Fellowships

This page will contain a variety of fellowship information and advice, mainly through links to other sites, blogs, etc. that I find relevant.

GT listing: https://grad.gatech.edu/fellowships-and-funding

Another list for physics majors: https://www.scholarships.com/financial-aid/college-scholarships/scholarships-by-major/physics-scholarships/

GT PURA awards: a one-semester, $1500 scholarship for research as an undergrad. https://undergradresearch.gatech.edu/content/presidents-undergraduate-research-awards

Letters of Recommendation
A few key points from Berkeley.

First, make a list of professors and/or supervisors who will be your best advocates. Then, set up an appointment to discuss your request in person. Do not make the request via email. Be prepared to articulate your interest and reasons for attending graduate school.
Letters of recommendation are written strictly on a voluntary basis. The best approach is to ask potential letter writers if they are willing to write you a strong letter. If you sense reluctance or the answer is no, ask someone else.

It’s ideal to ask two months in advance. One month is okay. If you approach the person the day before, good luck!

You should give them information to help write it, e.g., CV/resume, statement of purpose and/or other application essays, transcripts (maybe). I often ask students what they would like to me to highlight about them.

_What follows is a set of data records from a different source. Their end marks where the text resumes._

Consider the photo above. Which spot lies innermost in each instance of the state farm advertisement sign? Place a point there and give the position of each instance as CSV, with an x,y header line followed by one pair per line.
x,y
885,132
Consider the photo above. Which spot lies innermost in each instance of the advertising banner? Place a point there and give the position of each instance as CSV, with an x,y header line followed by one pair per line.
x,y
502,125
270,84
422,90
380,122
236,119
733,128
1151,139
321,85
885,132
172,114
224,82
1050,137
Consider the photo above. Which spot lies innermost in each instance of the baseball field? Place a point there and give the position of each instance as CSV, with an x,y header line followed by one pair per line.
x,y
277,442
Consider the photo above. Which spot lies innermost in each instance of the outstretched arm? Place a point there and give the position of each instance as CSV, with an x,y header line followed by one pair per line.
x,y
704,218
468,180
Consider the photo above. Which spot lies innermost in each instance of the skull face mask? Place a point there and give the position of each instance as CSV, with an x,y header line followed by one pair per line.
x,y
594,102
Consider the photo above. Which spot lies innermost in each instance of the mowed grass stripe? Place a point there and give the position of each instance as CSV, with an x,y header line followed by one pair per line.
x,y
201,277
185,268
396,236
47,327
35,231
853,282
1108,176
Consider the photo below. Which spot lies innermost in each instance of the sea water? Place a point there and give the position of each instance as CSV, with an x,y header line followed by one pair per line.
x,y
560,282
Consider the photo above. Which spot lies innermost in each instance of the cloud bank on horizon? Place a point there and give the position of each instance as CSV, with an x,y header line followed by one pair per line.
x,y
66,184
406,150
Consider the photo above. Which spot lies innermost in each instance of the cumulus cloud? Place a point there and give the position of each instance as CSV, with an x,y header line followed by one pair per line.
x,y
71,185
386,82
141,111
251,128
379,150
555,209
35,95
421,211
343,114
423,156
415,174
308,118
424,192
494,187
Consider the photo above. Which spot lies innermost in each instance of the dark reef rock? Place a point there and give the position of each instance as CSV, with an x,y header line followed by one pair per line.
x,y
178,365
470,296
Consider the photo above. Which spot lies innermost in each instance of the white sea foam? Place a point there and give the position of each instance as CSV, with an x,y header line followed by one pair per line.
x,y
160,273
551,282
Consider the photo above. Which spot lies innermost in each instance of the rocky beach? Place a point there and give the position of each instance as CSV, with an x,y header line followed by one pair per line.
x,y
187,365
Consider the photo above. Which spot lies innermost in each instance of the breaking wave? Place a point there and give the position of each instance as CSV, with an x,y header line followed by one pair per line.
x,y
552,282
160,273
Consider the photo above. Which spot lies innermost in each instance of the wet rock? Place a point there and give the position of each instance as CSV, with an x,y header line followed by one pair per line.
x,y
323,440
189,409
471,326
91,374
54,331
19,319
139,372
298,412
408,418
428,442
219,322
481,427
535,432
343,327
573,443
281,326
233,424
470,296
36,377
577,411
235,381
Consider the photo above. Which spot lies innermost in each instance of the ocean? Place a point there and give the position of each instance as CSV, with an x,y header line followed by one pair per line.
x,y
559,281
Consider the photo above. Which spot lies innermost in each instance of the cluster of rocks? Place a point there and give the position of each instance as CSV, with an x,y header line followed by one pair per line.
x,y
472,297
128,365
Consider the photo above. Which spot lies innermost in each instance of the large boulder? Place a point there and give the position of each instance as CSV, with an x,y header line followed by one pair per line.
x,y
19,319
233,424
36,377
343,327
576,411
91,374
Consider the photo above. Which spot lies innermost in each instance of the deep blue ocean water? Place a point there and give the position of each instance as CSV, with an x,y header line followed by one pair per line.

NSF Graduate Research Fellowship Program

Main site
Deadline: Last week of October (exact date varies by discipline)

From NSF: Each Fellowship consists of three years of support during a five-year fellowship period. NSF provides a stipend of $37,000 to the Fellow and a cost-of-education allowance of $12,000 to the graduate degree-granting institution for each Fellow who uses the fellowship support in a fellowship year.

About 2,000 are awarded annually.  You must be a US citizen, national, or permanent resident. You can apply in your senior year of undergrad and/or first OR second year of grad school but not BOTH first and second year of grad school. So it is to your advantage to apply NOW.

Don’t reinvent the wheel! There is a ton of advice and examples out there!
UIUC has organized a variety of useful resources here.

Example applications and reviews (GT, with Latex source!)

Example applications and reviews (external)

Mallory Ladd’s advice (excellent resource!)

PDF of UIUC presentation (a lot of details and description here!)

Requirements

  • Personal Statement, Relevant Background, and Future Goals Statement (3 pages incl. figs)
  • Graduate Research Statement (2 pages incl. figs)
  • Three Reference Letters (must be received within a few days of the application deadline – NO EXCEPTIONS!). Note, the letters have a 2-page limit.
  • Transcripts (but NOT GREs)

Review

Your proposal, like all NSF proposals, will be judged on two criteria:

  • Intellectual Merit
  • Broader Impact

For the first criterion, the proposal must, of course, be well written, but should also be placed in context, i.e., how does what you want to do impact science as a whole? The research should be grounded (doable) but ambitious (not merely incremental).

For the second, the focus is usually on education in some form, particularly of groups underrepresented in science. Again, look to the resources provided for ideas. Take this requirement very seriously – it often is the deciding factor between otherwise equally good proposals!